Menuju konten utama

Gusdurian Dukung Permendikbud PPKS dan Dorong Pengesahan RUU PKS

Gusdurian menilai banyak kasus kekerasan seksual yang tidak ditangani secara maksimal karena belum ada landasan hukum yang kuat.

Gusdurian Dukung Permendikbud PPKS dan Dorong Pengesahan RUU PKS
Koordinator Jaringan Gusdurian Alissa Wahid memberikan pemaparan saat acara Dialog Kebangsaan Seri V bertajuk Mengokohkan Bangsa: "Merawat Patriotisme, Progresivitas dan Kemajuan Bangsa" di Stasiun Tugu Yogyakarta, Selasa (19/2/2019). ANTARA FOTO/Andreas Fitri Atmoko/wsj.

tirto.id - Jaringan Gusdurian menyoroti kekerasan seksual yang marak terjadi di kampus. Baru-baru ini muncul kasus pelecehan seksual oleh dosen terhadap mahasiswi Universitas Riau.
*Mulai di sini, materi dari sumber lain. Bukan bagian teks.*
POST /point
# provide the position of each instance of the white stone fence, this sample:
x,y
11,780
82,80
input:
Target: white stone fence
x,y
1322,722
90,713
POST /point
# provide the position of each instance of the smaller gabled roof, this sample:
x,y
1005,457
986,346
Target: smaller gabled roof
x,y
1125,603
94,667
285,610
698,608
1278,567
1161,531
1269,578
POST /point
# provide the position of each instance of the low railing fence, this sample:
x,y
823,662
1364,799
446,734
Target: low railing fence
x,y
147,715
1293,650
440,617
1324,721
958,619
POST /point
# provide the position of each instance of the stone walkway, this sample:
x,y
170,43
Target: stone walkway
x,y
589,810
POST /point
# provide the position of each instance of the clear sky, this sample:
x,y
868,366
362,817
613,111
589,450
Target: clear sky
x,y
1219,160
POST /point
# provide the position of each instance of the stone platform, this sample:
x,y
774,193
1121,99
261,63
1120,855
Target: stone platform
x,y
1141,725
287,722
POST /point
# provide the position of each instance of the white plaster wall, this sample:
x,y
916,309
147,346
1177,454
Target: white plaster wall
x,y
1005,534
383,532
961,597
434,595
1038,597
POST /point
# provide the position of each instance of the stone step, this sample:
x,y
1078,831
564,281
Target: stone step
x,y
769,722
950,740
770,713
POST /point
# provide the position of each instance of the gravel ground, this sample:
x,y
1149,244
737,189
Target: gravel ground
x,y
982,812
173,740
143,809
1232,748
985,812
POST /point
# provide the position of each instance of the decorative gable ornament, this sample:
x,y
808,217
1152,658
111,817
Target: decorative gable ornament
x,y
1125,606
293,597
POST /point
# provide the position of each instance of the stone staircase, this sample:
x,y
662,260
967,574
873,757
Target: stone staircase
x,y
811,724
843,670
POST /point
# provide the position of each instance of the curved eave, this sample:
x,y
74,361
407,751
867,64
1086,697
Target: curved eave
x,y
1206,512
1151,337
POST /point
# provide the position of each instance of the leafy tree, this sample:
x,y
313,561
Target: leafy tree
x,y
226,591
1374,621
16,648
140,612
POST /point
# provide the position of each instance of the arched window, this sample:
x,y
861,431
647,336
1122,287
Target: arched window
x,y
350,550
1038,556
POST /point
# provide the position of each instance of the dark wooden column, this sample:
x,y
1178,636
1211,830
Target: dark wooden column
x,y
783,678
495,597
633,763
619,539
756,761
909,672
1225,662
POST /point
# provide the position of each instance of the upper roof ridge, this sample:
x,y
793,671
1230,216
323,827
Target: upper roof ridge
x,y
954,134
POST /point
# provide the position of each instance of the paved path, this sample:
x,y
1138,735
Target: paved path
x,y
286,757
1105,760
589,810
Gusdurian juga mempertanyakan Rancangan Undang-Undang Penghapusan Kekerasan Seksual (RUU PKS) yang didorong koalisi masyarakat sipil sejak 2016 belum disahkan oleh pemerintah dan DPR.

Koordinator Jaringan Gusdurian Alissa Wahid mengatakan hal itu berimbas pada banyak kasus kekerasan seksual yang tidak bisa ditangani secara maksimal.

Alissa menyampaikan lima sikap Jaringan Gusdurian perihal masalah ini. Pertama, mengapresiasi dan mendukung langkah pemerintah dalam menerbitkan Permendikbudristek Nomor 30 Tahun 2021 tentang Pencegahan dan Penanganan Kekerasan Seksual (PPKS) di Lingkungan Perguruan Tinggi.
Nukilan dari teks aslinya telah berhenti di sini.